For companies dealing with equipment, microticket leasing can provide significant business benefits. Because it reduces the demand on a company’s cash flow, it doesn’t need to invest in high-tech equipment that can quickly become obsolete. In addition, it leaves your bank credit options open. This is why leasing is one of the fastest growing equipment financing methods on the market today. So it’s no surprise that around 80% of all US businesses lease some of their equipment. Leasing is an option not only for small family businesses; even Fortune 500 companies use it.

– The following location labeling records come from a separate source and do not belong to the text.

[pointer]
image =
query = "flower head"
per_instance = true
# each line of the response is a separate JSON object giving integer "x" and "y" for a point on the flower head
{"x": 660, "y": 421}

With micro-ticket leasing, a business is not required to pay upfront for the equipment it leases. This keeps the company’s working capital free for other business uses, such as maintaining critical inventory levels. The waiting time for the required equipment is almost nil, since the processing time required is very low. Additionally, any new or fairly new business, with little or no credit or business history, may be eligible for a lease micro-ticket. Even for businesses that have exhausted their business line of credit with banks, micro-ticket leasing can provide an avenue to continue business.

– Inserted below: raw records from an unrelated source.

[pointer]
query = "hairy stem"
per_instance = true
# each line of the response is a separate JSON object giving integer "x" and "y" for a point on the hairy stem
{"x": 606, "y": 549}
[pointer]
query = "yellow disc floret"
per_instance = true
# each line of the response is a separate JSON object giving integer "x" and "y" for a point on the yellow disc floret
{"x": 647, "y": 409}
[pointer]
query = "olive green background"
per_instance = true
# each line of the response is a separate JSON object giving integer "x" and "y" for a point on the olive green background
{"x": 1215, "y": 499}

So how does micro-ticket leasing really work? This lease is available for any hardware or equipment costing between $1,000 and $10,000. If the total sale is less than $100,000, the buyer may not need to show any financial information when submitting the application. Unlike standard bank loans, buyers with a business history of less than two years are easily approved. Approval is usually achieved within one or two business days, and the buyer receives a term sheet that can be reviewed and then accepted or rejected. The main benefit is that micro-ticket leasing companies can say yes, even when the banks might have rejected the transaction.

What does the customer get from the micro-ticket lease? The total amount that the customer has to pay for the equipment can be less than with conventional leasing and the monthly rental payments will be quite manageable for any business. Typically, conventional financing may require a down payment of at least 20%. A micro-ticket leasing company may only require the first month’s payment in advance. Since a bank line of credit is not related to the lease of microtickets, the lease payments have no effect on that facility. The client’s borrowing power with his bank is not affected and can be used in other business opportunities. Also, as the customer makes lease payments, their credit rating improves. Upgrading equipment becomes simpler as it ages. Old computers can be easily upgraded to newer versions. Additionally, lease payments can be charged for income tax purposes and this can improve a company’s after-tax cash flow. Lease payments are generally made in equal monthly installments, which protects against market fluctuations in interest rates.

Most startups face limited cash flow issues but still need equipment to run the operation. With micro-ticket leasing, these businesses can purchase new equipment, without the large capital investment, resulting in significant cash flow advantages. The increases in sales and profitability that could be anticipated from point of sale or other customer enhancement equipment may well exceed the cost of leasing the equipment as well.